Мой шанс — бычья сосредоточенность. И, разумеется, память. Но кого это волнует?
— Ха! — сказал я с вызовом. — Стихия Вадима Лыдьвы — вечная мерзлота, зимовки и штурмовки, заносы и торосы. А также снежное равнодушие. И одиночество. Недаром полярников приравнивают к космонавтам.
— Глупость твоя стихия. Непроходимый эгоизм!
Этого ему не следовало говорить. Тем более при Снежанке.
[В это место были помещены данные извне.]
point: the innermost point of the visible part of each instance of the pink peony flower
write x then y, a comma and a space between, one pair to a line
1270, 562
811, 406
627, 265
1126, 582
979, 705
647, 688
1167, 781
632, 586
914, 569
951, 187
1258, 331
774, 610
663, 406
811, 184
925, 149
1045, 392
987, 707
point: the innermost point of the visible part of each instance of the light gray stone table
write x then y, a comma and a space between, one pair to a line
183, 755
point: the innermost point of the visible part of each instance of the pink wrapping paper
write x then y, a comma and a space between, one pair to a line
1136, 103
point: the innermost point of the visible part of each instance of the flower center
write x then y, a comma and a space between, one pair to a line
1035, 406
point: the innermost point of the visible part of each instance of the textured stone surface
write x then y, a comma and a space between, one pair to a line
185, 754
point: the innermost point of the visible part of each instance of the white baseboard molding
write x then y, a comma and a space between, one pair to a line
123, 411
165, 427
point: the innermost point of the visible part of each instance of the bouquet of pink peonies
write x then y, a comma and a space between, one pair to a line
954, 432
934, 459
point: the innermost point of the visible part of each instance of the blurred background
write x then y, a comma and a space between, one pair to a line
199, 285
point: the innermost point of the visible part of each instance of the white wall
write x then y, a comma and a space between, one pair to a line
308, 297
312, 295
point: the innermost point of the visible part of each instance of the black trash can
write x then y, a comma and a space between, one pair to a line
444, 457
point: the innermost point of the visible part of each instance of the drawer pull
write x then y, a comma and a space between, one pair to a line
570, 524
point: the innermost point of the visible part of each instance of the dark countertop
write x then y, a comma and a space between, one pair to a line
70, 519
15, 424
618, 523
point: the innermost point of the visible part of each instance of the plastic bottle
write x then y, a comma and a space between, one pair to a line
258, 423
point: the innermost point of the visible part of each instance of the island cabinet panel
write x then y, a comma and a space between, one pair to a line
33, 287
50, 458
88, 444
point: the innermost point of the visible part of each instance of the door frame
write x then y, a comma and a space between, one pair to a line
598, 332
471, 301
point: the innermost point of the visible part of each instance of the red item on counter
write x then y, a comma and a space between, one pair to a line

Да если бы даже здесь Снежанки и не было… Друг, называется…
Соперники почему-то всегда вычисляют друг дружку. Мне, например, никто про Игоря Кулиничева не докладывал. Между прочим, и про Рэрика Зубарева тоже. Правда, ни тот, ни другой меня не беспокоят, Снежанка равнодушна к обоим, я четко улавливаю это ее равнодушие. Другое дело Тольд Радужка со своим клоунским проникновением в душу. Тольда я откровенно боюсь. Преданность его прилипчивая, пронзительная, хочешь, не хочешь — не устоишь. И подражает Тольд всем так здорово, что невольно начинаешь сам ему подражать. Мне иногда кажется, я и в Снежанку-то из-за Ермилова влюбился. И догадался, что нравлюсь ей, тоже по нему. Достаточно было раз увидеть, как неосторожно совместились в Толлеровом лице оба наших лица. Не думаю, чтобы ему было приятно таскать в себе нас обоих!
А все же он зря про мою глупость сморозил. В иное время я бы и ухом не повел. Но после моей клятвы…
— Спросите лучше, куда он сам документы подал! — предложил я, не скрывая издевки. — Тоже мне, Марсель Марсо!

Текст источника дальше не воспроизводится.